After Openstep 4.0 came out they still maintained the ability to run within NeXTSTEP 3.x for a long time. Then eventually when they redefined the Openstep APIs, at first, to a modified Yellow Box Foundation API they adapted but did not "port" it.
Finally, after Steve was offered the helm and the Foundation/AppKit APIs, etc morphed into Cocoa, the guys at OmniWeb adapted their NS class based code to be Cocoaified. They have always added their own Network Socket code and multithreaded the application helping discover many bugs that NeXT and Apple Engineering might never have discovered.
No I never worked for Omni, just NeXT and Apple.
Another Gentleman, and friend, who first ported and then rewrote his fleet of Apps, not because they needed to, but because with all the added support within Cocoa he didn't need to reinvent the wheel is Andrew Stone, of Stone Design.
Caffeine Software as well, but they both work in Apple Engineering with one doing a bang up job of co-developing Quartz with a few other fellows.
Unlike the PC world, no Mac browser rules. I'm forced to use 3 or 4 different browsers every day.
IE 5.1 for my banking and similar stuff. Omniweb doesn't work. Mozilla doesn't work. Chimera doesn't either. But IE 5.1 is just shit for normal browsing. I hate that bug with the blank parts of pages.
Mozilla for general browsing. I love the tabbed browsing feature.
Chimera when I want Mozilla to be pretty, with the nice Quartz rendering. It doesn't do anything else right, though, including java or flash, or even just normal forms.

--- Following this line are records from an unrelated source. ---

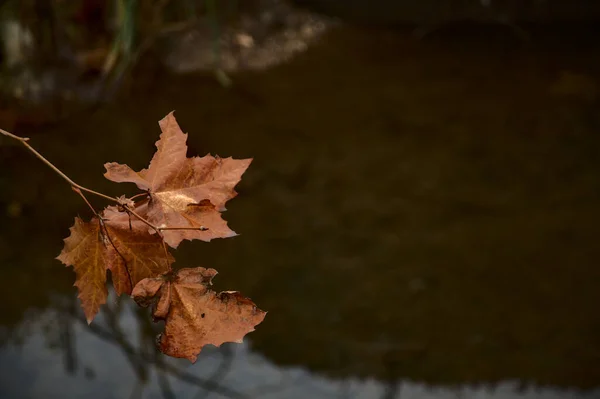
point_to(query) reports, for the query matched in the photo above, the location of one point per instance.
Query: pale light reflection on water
(84, 366)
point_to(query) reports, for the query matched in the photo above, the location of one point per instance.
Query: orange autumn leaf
(86, 250)
(184, 192)
(194, 315)
(131, 254)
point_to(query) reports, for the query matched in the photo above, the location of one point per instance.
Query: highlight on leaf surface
(184, 192)
(194, 315)
(118, 244)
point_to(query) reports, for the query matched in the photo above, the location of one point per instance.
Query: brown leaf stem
(79, 188)
(24, 141)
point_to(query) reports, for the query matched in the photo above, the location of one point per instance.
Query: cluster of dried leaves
(182, 199)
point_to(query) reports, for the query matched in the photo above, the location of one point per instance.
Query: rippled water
(420, 220)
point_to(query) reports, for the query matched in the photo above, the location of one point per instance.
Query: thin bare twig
(24, 141)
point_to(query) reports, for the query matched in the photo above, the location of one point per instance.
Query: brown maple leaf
(194, 315)
(127, 250)
(141, 255)
(86, 250)
(184, 192)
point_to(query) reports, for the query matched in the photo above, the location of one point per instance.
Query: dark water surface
(421, 220)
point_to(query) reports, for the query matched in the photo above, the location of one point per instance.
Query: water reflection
(114, 358)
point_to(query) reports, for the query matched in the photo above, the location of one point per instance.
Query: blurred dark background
(421, 218)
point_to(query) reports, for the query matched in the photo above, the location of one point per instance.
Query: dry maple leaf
(86, 250)
(142, 255)
(131, 254)
(184, 192)
(194, 315)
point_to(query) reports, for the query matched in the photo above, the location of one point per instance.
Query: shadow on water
(419, 219)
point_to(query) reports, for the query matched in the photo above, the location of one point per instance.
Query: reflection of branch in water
(138, 366)
(221, 372)
(130, 350)
(67, 338)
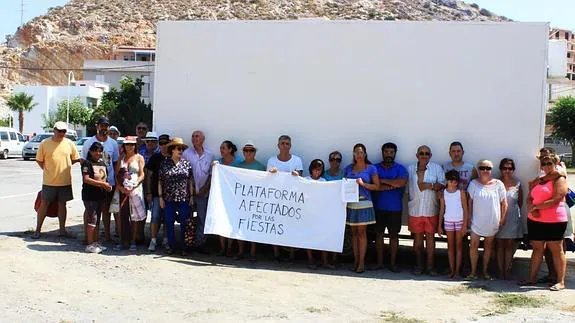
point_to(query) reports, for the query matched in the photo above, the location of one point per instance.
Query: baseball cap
(114, 128)
(103, 120)
(60, 125)
(151, 136)
(249, 144)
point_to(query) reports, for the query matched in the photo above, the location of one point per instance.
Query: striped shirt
(424, 203)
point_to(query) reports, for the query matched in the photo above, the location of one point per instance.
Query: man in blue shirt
(388, 203)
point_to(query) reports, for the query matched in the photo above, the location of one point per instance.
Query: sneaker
(152, 246)
(93, 249)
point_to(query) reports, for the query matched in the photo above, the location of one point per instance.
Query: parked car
(11, 142)
(80, 144)
(31, 148)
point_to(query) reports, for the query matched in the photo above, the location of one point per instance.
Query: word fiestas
(261, 192)
(261, 226)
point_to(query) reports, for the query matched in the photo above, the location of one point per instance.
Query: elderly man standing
(55, 156)
(287, 163)
(201, 160)
(110, 155)
(425, 179)
(466, 170)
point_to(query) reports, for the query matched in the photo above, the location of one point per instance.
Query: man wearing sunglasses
(425, 179)
(152, 193)
(55, 156)
(110, 155)
(201, 160)
(388, 203)
(467, 171)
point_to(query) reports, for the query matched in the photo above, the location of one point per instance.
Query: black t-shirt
(97, 171)
(153, 165)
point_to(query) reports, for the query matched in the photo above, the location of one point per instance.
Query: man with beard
(388, 203)
(110, 155)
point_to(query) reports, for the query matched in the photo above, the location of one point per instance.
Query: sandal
(556, 288)
(526, 283)
(471, 277)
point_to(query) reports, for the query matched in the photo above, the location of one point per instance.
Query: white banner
(277, 209)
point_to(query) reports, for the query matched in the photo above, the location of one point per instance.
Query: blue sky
(561, 13)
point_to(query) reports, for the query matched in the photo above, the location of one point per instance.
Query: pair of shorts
(157, 212)
(388, 219)
(451, 226)
(360, 213)
(423, 224)
(94, 211)
(543, 231)
(57, 193)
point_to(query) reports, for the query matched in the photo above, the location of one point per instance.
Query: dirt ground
(54, 280)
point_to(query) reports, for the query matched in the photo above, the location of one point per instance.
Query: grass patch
(466, 289)
(506, 302)
(396, 317)
(312, 309)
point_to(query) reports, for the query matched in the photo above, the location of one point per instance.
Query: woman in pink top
(547, 220)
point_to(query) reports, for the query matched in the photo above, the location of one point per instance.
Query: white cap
(151, 136)
(114, 128)
(60, 125)
(249, 144)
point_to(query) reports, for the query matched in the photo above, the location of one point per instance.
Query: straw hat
(177, 141)
(130, 140)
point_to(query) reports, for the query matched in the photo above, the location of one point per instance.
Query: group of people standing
(171, 179)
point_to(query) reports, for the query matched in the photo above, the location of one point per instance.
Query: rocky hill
(43, 50)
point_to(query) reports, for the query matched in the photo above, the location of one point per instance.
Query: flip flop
(556, 288)
(526, 283)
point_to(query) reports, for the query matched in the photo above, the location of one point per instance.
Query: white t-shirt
(294, 163)
(486, 206)
(110, 155)
(321, 179)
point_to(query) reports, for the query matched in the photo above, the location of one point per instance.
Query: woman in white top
(454, 216)
(488, 206)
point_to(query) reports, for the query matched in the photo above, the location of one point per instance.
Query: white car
(11, 142)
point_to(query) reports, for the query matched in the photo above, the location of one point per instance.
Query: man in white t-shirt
(110, 155)
(467, 171)
(287, 163)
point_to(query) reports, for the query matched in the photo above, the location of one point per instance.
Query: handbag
(52, 211)
(570, 198)
(115, 204)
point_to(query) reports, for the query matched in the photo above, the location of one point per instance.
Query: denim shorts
(157, 212)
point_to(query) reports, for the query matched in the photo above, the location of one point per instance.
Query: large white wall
(331, 84)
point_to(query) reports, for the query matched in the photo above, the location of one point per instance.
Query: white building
(48, 97)
(134, 62)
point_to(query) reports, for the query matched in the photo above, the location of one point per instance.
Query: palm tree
(21, 102)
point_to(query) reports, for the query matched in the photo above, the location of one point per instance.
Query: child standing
(94, 188)
(316, 171)
(454, 215)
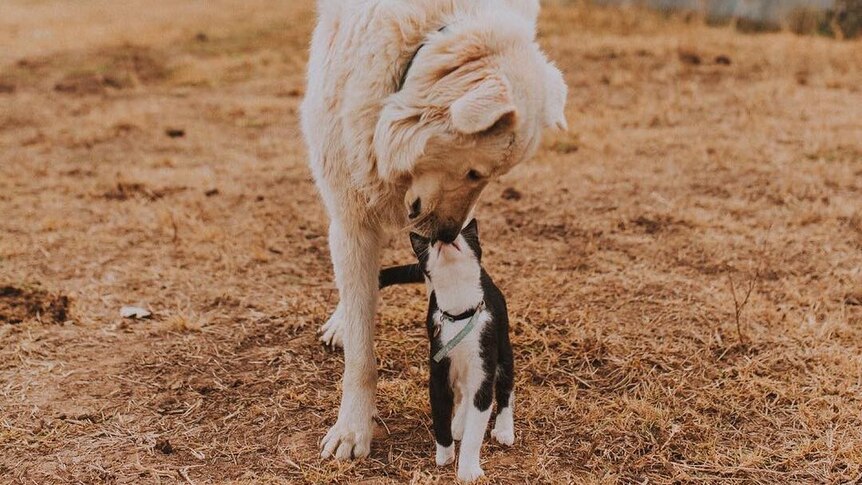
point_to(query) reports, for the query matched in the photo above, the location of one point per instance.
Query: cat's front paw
(445, 454)
(504, 428)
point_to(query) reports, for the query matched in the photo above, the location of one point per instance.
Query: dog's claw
(344, 443)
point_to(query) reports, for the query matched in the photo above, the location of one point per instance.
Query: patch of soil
(120, 68)
(125, 191)
(18, 305)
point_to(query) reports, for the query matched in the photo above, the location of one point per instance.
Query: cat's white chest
(466, 357)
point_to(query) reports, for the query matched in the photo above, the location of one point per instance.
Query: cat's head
(462, 256)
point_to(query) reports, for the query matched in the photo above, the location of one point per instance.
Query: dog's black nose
(415, 209)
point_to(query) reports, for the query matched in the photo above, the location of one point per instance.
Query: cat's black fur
(494, 344)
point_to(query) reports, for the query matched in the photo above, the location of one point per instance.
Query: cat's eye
(474, 175)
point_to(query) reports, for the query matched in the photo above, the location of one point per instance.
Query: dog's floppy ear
(399, 139)
(555, 98)
(482, 106)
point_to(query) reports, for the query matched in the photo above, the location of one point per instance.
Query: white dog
(412, 107)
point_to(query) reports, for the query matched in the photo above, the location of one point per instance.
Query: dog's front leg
(356, 260)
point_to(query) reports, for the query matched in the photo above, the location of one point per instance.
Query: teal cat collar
(444, 351)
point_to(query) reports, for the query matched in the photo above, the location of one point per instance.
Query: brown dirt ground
(686, 178)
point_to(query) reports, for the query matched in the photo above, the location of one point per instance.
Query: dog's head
(473, 105)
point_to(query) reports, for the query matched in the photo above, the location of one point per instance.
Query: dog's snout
(415, 209)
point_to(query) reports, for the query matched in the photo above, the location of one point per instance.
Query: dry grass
(616, 248)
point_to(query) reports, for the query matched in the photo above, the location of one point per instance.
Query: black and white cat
(471, 356)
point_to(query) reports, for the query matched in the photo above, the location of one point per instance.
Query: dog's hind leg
(356, 259)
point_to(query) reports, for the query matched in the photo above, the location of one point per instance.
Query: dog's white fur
(476, 98)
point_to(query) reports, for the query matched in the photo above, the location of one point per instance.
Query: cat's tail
(401, 275)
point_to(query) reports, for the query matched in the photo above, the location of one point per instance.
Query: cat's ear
(471, 235)
(419, 243)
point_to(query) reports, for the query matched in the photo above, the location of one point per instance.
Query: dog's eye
(474, 175)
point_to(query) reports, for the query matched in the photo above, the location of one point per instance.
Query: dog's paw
(348, 440)
(445, 454)
(331, 332)
(470, 473)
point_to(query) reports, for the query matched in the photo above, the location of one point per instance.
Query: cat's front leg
(441, 409)
(478, 412)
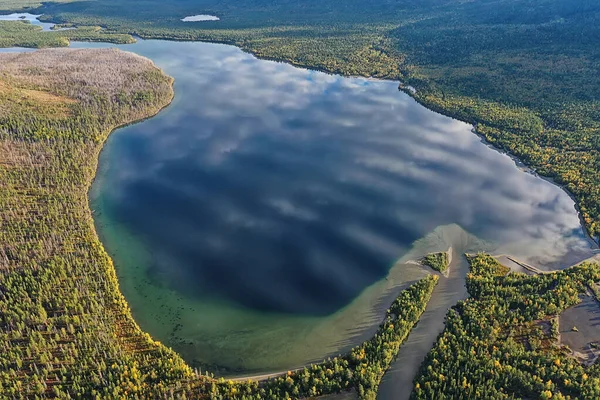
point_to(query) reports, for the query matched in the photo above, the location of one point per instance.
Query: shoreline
(402, 87)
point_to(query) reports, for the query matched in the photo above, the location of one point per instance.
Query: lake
(269, 215)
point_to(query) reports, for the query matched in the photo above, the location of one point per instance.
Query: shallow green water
(265, 219)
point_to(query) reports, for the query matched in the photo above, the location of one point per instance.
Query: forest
(524, 72)
(24, 34)
(501, 342)
(65, 329)
(437, 261)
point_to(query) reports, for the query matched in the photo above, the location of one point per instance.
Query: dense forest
(524, 72)
(65, 329)
(502, 342)
(24, 34)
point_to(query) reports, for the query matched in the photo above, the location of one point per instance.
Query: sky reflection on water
(283, 190)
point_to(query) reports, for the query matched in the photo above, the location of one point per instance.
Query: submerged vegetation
(525, 73)
(502, 342)
(65, 329)
(64, 326)
(437, 261)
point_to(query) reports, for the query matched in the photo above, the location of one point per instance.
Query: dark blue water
(262, 204)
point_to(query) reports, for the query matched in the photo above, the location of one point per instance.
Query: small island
(437, 261)
(200, 18)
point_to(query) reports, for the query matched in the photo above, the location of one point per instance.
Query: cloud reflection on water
(282, 189)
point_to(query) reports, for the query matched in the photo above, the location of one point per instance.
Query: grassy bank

Omniweb can be a general browser too, but a lot of the sites I visit just don't render so well in Omniweb. But I love the quartz text.
I use Mozilla all the time... and just LOVE tab browsing. When I am 'surfing' the web all I want to touch is my mouse... thats all I should need. I don't want to use keyboard shortcuts to cycle windows. Tabs are an easy sloution to window shades... which i loved in os 9.
Tabs just keep the my UI free of clutter and a bloated dock. I use two windows with maybe 4 or 5 tabs each. Keeps the dock from turning into a peice of bloated junk... and speeds the system up...
I would say IMHO your dead wrong.. but thats fine...
It's BSD on a Mach single-server using NeXT's codebase. Mac apps need to be built against a big compatibility library ("carbon") while NeXTSTEP apps run natively after a few tweaks. They only replaced Display PostScript with Display PDF for licensing reasons. In what sense is OS X a whole new system?